Step (d) recites “partitioning the embedding vectors V into clusters corresponding to the different sources sn.” The claim places no limits on how this partitioning is performed. That is, nothing in the claim element precludes the step from practically being performed in the mind. For example, “partitioning . . . into clusters” encompasses a human arbitrarily selecting groups of vectors and mentally assigning them to clusters.

[12] For the generation of a new signal with extraneous speech removed, see July 2024 Subject Matter Eligibility Examples at 24:

While on their own steps (b)-(e) recite judicial exceptions, steps (f) and (g) are directed to creating a new speech signal that no longer contains extraneous speech signals from unwanted sources.

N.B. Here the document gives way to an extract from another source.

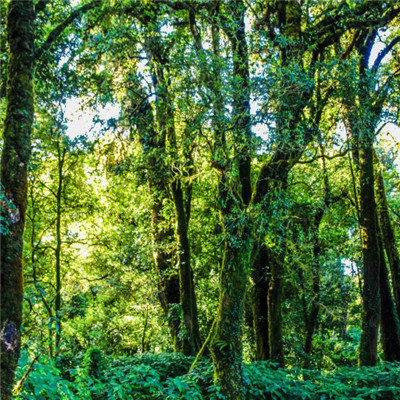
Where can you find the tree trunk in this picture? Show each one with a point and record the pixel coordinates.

The claimed invention reflects this technical improvement by including these features. Further, … these steps reflect the improvement described in the disclosure. Accordingly, the claim is directed to an improvement to existing computer technology or to the technology of speech separation, and the claim integrates the abstract idea into a practical application.

For creation of a transcript for a target speech source, see July 2024 Subject Matter Eligibility Examples at 28:

The ordered combination of the steps of receiving a mixed speech signal, processing the speech signal to produce masked clusters, converting the masked clusters into separate signals in time domain, extracting spectral features from one such converted signal, and generating a sequence of words from the extracted spectral features to produce a transcript reflects the technical improvement discussed in the disclosure. Accordingly, the claim is directed to an improvement to existing speech-to-text technology, and the claim integrates the abstract idea recited in steps (b), (c), and (d) into a practical application of speech-to-text conversion of a speech signal corresponding to one source of the mixed speech signal.